Valleyfield remembers mining tragedy 75 years on

Valleyfield memorial statue to the men who died in one of Scotland's worst mining disasters.

Valleyfield memorial statue to the men who died in one of Scotland’s worst mining disasters.

By Paul Hyland

The 75th anniversary of one of Scotland’s worst mining disasters was marked today in the Fife village where it happened.

An explosion in the Valleyfield Colliery in East Fife on 28 October 1939 killed 35 men after gas caught light and set fire to coal dust.

A presentation was held in the village community centre today where old photographs and slides from the time were shown.

Robert McKenzie, a member of the Valleyfield Mining Disaster Project Group, who organised the event, described the impact of the explosion at the time.

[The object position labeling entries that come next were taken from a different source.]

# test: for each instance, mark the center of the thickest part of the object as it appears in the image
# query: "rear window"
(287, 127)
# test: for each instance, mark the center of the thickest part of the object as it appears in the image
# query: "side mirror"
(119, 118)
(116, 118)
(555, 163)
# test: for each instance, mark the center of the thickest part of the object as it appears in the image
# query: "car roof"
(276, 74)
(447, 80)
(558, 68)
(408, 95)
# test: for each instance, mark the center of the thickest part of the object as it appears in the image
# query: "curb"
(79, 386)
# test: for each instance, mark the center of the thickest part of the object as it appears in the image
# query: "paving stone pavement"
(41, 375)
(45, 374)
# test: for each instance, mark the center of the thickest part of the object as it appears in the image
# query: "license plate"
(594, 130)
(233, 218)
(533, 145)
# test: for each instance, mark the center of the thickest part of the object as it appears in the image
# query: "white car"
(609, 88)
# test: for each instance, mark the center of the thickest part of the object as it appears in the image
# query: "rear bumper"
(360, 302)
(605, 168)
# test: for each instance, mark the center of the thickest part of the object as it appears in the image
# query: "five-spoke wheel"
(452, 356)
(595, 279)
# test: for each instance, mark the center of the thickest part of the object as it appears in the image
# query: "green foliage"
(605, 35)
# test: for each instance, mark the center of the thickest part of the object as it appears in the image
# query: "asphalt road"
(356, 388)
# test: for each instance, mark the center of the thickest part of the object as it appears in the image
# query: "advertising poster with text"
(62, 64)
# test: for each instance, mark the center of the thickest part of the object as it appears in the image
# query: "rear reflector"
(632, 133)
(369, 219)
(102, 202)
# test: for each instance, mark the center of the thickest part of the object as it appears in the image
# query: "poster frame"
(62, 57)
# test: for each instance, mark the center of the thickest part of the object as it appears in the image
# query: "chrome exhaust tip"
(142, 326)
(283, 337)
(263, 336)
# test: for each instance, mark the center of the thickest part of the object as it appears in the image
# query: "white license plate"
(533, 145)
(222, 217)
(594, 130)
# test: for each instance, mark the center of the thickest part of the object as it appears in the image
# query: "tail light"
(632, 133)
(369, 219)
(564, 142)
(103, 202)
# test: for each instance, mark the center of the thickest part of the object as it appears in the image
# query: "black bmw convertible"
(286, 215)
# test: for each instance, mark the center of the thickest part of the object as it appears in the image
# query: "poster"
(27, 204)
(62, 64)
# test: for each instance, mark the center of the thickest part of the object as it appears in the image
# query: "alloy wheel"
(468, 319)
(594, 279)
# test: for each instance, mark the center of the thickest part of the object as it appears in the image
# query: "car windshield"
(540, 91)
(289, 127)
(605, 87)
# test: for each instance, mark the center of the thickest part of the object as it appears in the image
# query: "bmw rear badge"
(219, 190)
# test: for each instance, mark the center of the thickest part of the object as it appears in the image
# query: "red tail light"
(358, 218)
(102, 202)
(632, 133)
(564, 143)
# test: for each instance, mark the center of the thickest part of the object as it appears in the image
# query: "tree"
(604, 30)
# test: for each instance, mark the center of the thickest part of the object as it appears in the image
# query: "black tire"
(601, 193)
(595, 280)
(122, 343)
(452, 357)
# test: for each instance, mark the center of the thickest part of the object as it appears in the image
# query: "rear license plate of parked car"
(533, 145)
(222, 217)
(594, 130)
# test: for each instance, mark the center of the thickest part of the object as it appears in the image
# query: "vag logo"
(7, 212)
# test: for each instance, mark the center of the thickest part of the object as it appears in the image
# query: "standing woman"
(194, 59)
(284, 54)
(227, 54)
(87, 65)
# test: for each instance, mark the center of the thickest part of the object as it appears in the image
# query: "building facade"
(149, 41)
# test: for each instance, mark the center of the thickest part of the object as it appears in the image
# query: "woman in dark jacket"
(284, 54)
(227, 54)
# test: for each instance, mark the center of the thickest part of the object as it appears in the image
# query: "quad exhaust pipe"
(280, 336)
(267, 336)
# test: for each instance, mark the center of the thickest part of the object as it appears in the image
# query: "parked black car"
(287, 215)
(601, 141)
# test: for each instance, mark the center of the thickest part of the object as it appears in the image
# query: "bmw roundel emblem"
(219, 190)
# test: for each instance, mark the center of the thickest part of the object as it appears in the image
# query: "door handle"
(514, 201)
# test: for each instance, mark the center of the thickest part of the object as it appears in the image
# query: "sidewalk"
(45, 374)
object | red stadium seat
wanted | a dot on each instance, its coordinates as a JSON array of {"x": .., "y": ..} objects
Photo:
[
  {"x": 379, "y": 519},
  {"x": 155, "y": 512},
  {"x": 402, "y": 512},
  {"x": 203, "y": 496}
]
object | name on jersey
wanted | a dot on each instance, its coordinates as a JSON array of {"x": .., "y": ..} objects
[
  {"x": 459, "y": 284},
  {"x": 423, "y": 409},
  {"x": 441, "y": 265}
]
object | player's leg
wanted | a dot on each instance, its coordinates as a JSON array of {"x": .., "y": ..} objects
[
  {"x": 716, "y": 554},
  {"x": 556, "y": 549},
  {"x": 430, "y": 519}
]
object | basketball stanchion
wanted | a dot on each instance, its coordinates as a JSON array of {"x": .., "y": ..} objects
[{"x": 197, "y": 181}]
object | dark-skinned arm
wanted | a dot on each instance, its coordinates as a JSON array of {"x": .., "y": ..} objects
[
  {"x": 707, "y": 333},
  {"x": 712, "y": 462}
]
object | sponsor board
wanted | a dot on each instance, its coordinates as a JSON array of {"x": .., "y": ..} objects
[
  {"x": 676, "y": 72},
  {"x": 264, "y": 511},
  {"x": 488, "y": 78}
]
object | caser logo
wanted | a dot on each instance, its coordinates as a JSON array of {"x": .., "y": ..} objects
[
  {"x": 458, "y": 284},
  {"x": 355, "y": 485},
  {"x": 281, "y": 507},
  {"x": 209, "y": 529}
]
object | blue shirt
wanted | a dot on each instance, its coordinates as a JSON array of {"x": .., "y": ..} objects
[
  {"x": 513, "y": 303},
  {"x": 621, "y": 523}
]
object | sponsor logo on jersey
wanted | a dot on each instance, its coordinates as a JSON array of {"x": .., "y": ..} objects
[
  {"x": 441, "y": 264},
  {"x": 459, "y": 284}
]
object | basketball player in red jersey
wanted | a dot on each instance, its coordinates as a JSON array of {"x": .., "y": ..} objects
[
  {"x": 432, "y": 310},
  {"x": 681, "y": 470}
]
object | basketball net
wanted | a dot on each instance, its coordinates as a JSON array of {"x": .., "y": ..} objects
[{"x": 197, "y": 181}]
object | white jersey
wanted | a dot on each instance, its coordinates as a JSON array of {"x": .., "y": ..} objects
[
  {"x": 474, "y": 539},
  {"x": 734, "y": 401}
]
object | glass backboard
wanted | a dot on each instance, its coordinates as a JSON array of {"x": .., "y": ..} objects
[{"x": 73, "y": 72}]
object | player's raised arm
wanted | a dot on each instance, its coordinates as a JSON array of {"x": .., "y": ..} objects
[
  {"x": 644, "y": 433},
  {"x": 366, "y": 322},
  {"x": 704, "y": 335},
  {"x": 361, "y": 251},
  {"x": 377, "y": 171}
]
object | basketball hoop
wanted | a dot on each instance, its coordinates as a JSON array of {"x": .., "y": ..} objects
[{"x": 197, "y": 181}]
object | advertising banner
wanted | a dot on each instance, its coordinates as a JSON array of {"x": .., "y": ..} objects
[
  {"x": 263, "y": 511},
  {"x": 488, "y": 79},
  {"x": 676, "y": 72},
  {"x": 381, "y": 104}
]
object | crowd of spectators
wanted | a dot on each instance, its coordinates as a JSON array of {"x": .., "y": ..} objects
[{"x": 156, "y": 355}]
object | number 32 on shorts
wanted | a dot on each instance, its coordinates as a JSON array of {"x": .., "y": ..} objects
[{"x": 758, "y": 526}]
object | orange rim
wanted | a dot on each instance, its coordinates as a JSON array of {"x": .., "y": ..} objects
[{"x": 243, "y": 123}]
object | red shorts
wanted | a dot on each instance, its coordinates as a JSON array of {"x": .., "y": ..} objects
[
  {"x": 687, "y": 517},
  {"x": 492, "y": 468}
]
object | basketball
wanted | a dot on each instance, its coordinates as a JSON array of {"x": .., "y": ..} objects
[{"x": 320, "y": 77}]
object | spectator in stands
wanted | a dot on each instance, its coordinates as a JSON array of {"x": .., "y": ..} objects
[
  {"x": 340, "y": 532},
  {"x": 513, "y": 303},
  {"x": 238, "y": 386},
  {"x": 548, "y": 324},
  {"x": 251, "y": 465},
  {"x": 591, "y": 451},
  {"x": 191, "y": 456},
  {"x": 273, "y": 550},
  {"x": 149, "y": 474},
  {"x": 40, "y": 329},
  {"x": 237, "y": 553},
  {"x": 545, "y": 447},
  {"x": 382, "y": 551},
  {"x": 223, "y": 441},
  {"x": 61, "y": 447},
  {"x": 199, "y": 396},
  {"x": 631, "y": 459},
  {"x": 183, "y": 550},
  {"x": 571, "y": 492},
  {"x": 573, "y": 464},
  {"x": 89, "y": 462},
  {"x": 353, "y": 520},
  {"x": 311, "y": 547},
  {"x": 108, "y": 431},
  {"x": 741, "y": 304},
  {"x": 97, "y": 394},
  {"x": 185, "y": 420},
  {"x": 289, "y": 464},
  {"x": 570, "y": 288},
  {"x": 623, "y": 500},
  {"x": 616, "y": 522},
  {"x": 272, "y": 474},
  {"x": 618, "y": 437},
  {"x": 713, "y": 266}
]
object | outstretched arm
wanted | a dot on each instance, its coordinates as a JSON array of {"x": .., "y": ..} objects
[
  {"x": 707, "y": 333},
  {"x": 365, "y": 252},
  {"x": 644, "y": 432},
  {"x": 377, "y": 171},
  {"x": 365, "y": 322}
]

“It was a huge impact on the village,” he said. “There was something like 19 or 20 families bereaved and sometimes it could be maybe two people, a father and a son, a grandfather and a son, that were killed in the disaster, or the one next door could be a relation to the one that was killed.”

The miners were in the middle of a night shift when the blast happened at 3.45am. The force of the explosion was likened to an earthquake by locals at the time.

A wreath-laying ceremony was also held on Sunday at 2pm at a statue in the village commemorating the disaster. It was attended by MSPs, councillors and other dignitaries.